Multicolinearity: Why you should care and what to do about it

Multicolinearity is a problem for statistical analyses. This large, unwieldy word essentially refers to situations where your predictor variables so highly correlated with one another, they become redundant. Generally speaking, this is a problem because it will increase your Type II error rate (i.e., false negatives). In the most severe cases, multicolinearity can produce really bizarre results that defy logic. For example, the direction of relationships can sometimes reverse (e.g., a positive relationship becomes negative). If multicolinearity is an issue in your analysis, the results cannot be trusted.

Jeremy Taylor did a nice job explaining multicolinearity in his blog in layman’s terms, and I wanted to expand on it by giving an example using real data.

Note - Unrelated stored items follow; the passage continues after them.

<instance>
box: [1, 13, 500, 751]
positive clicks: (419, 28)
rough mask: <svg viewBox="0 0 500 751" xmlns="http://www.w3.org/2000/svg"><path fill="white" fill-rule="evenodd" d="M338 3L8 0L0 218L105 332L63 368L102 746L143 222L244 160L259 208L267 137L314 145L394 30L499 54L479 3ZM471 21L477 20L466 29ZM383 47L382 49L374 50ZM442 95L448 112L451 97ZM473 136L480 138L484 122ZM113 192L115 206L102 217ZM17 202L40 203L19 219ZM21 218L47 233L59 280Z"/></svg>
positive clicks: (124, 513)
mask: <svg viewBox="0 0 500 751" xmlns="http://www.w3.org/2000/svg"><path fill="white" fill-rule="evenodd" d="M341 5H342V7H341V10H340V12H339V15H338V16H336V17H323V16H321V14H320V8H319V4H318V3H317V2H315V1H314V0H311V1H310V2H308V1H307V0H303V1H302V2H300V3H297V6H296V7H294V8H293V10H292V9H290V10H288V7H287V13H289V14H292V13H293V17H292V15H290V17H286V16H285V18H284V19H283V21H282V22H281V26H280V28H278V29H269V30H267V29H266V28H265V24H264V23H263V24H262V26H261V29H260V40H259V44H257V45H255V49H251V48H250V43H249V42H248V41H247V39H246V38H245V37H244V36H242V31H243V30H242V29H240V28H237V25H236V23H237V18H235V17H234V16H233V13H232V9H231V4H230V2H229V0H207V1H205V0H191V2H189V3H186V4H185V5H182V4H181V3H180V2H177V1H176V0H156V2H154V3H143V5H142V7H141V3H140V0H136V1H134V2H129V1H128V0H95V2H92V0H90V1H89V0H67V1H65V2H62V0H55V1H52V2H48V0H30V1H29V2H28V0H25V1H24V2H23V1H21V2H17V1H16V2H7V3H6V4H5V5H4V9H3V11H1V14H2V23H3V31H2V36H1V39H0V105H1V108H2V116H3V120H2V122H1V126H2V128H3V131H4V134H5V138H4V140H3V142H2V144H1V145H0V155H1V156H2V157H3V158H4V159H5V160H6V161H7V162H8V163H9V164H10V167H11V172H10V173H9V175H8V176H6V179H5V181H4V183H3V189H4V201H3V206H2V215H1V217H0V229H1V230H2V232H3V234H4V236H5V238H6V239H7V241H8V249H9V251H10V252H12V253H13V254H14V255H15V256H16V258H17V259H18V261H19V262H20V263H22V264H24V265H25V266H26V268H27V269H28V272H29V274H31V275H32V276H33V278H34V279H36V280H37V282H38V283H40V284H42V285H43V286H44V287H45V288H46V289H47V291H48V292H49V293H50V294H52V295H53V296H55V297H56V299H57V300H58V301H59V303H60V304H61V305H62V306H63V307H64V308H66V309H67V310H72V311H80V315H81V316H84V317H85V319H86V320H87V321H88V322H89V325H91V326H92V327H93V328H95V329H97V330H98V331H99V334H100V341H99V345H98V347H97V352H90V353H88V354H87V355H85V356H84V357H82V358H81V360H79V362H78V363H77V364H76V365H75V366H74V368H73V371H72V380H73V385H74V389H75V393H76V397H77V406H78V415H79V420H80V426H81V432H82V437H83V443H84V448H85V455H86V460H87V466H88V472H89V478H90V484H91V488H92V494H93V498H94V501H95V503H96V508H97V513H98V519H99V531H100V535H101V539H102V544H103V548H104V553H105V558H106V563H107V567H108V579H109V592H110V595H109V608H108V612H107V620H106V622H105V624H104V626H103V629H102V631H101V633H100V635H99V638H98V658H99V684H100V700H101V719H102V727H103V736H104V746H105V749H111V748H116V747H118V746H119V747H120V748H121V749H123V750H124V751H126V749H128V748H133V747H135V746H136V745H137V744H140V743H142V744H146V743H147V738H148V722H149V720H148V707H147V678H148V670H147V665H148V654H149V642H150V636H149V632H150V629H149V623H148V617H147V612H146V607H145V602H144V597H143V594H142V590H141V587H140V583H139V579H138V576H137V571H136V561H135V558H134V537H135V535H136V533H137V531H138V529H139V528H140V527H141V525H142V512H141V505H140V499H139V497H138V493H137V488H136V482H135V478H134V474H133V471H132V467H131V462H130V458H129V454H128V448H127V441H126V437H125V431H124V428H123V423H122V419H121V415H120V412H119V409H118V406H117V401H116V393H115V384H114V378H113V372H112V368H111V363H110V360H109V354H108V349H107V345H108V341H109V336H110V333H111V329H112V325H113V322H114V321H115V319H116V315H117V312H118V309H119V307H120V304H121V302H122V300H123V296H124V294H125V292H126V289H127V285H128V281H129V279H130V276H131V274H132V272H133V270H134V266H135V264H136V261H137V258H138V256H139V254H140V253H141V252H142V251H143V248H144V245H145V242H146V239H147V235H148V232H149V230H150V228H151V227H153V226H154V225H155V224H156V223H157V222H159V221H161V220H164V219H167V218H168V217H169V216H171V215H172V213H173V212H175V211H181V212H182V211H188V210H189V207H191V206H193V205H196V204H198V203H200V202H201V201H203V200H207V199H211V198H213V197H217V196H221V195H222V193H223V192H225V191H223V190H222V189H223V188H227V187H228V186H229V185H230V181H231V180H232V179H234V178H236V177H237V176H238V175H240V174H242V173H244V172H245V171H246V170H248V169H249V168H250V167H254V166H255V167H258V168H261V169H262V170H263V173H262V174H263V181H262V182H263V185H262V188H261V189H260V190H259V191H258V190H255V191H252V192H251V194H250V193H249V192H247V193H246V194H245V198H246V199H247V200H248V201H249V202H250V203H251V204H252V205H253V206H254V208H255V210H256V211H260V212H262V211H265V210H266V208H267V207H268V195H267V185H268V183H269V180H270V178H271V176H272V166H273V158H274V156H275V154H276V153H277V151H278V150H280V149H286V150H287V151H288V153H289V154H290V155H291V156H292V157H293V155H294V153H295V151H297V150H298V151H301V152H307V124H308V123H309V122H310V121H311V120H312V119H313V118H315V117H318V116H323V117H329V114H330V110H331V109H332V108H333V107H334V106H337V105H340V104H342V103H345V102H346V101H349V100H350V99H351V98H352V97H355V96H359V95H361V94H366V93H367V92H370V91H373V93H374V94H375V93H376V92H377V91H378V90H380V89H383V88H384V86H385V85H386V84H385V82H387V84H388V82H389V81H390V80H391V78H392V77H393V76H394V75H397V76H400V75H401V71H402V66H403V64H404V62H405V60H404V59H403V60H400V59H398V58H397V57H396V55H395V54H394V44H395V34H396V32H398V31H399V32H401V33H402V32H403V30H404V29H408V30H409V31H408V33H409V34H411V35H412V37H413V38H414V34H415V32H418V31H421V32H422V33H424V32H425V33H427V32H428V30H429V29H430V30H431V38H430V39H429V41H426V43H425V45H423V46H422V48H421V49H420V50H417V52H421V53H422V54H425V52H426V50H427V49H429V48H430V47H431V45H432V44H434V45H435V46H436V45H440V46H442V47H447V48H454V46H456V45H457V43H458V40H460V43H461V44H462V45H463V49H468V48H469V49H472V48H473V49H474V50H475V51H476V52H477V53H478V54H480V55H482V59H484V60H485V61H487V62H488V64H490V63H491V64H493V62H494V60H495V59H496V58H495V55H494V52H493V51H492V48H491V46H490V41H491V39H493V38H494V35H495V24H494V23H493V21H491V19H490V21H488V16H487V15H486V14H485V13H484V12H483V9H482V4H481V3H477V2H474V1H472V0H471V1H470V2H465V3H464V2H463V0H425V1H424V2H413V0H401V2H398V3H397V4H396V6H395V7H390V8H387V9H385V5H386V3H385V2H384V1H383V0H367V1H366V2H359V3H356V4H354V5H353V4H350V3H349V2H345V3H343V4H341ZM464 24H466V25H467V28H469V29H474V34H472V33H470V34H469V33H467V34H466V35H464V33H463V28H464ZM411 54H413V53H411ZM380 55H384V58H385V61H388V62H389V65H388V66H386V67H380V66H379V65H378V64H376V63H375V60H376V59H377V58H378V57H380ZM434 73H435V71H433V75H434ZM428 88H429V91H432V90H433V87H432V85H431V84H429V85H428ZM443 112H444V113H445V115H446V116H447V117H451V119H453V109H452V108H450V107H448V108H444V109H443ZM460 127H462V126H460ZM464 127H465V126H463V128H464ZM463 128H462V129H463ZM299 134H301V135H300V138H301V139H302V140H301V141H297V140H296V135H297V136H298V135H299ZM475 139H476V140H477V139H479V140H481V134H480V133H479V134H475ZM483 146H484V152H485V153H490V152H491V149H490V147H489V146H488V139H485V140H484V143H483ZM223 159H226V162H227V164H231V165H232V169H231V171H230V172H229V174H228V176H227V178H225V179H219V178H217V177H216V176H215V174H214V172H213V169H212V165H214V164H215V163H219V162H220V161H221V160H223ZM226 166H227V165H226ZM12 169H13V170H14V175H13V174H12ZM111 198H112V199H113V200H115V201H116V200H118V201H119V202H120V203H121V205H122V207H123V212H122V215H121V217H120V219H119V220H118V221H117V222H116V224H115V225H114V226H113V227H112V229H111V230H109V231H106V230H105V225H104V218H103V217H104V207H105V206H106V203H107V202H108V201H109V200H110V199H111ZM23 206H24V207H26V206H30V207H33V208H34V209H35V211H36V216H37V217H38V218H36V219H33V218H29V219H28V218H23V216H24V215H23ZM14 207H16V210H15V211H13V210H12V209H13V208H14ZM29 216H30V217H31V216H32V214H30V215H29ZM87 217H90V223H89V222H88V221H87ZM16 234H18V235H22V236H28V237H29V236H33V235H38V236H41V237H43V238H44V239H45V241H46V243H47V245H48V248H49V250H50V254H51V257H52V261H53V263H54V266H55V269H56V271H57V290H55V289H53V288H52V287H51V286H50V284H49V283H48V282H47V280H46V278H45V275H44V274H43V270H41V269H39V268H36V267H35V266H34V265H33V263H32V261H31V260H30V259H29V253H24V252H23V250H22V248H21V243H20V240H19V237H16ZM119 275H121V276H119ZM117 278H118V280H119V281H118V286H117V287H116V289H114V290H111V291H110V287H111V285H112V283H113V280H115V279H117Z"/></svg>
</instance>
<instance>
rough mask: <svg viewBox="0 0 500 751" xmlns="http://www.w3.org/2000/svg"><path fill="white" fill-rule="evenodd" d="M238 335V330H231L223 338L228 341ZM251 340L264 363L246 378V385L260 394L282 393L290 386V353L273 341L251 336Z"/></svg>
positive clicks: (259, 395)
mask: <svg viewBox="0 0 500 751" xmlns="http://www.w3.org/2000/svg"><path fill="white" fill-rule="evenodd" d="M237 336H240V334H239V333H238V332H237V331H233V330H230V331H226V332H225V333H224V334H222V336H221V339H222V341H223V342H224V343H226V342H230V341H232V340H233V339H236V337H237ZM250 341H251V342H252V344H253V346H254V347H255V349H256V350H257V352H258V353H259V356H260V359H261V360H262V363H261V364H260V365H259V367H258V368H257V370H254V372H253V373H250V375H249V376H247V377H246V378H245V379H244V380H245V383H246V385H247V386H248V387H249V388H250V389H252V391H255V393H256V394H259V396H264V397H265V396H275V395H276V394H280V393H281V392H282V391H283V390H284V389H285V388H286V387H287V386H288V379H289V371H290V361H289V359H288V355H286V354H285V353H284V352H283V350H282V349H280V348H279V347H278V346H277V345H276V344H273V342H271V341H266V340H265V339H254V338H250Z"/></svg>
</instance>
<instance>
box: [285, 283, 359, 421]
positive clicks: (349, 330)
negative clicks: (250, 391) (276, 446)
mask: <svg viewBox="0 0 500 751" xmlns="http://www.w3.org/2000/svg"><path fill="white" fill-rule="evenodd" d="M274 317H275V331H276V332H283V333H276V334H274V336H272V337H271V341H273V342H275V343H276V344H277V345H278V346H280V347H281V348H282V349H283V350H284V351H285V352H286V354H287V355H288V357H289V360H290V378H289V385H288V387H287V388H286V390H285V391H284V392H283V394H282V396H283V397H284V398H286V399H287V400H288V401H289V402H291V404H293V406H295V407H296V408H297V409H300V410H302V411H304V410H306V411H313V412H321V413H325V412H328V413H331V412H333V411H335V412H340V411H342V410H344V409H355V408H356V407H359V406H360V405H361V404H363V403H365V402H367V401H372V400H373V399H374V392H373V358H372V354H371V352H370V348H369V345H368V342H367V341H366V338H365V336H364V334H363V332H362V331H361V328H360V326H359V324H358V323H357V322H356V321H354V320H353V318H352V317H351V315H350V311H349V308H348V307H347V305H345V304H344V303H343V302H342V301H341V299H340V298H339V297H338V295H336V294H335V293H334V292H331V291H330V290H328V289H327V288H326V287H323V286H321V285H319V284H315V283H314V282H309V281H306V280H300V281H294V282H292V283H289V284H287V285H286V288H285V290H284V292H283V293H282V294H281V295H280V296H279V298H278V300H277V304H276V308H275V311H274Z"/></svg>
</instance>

Sample Data Illustrating Multicolinearity

I’m going to use some archival data I have on hand from 123 university students. Let’s say I had a hypothesis that feeling disconnected from other people leads to increased depression. I measure three variables: Loneliness, social disconnection, and depression. I start by looking at the correlation between each of these variables and find that all three variables are positively related to each other.

multico1

Okay, looks like loneliness and social disconnection are strongly correlated with depression. However, note also that the correlation between loneliness and social disconnection is absurdly high (r = .903). This suggests that these two variables are redundant: They’re measuring the same thing. Watch what happens if I ignore this, and run a multiple regression with both loneliness and social disconnection as simultaneous predictors of depression. A portion of the output is below:

multico2

If these results are interpreted using the p < .05 criterion, we would conclude that neither loneliness nor social d isconnection uniquely predicts depression. This is obviously nonsense, since we can see from the correlations above that there is a pretty strong relationship between these variables. Moreover, if I calculate the R2 value for this analysis (% variance explained), I can see that overall, these two variables explain about 37% of the variance in depression, with p < .001. This kind of incongruence is a classic sign of multicolinearity, and can be further diagnosed from the output.

In the above output, you can see a statistic labeled “VIF.” This stands for Variance Inflation Factor. Ideally, this should be close to 1. As it gets larger, it indicates more redundancy among predictors. I’d love to give you a clear cutoff value for this statistic, but people can’t seem to agree on one. As a rule of thumb, a VIF of 10+ is almost certainly a problem and a VIF of 5+ should be seen as a warning sign. Generally speaking, though, when you encounter a pattern of results like those described above, multicollinearity is a likely culprit.

I have multicolinearity, what do I do?

These are 3 common recommendations for handling multicolinearity:

  1. Remove one of the offending variables from the analysis. So in the example above, I could drop “social disconnection” from my study, because it is redundant with loneliness.
  2. Combine the offending variables into a single variable. There are a variety of ways to do this, but one simple way to do this in the above example would be to standardize, then sum loneliness and social disconnection together into a single variable. Other approaches might involve deriving composite scores using factor analysis, or using latent variables in structural equation modelling.
  3. Recruit more participants. Generally speaking, standard errors get smaller as the number of participants is increased, so the problems associated with multicolinearity can often be mitigated when the sample size is large.

Overall, many analyses are pretty robust to all but the most severe cases of multicolinearity. However, understanding this basic concept – and how to mitigate it – is certainly an important part of any researcher’s toolbox.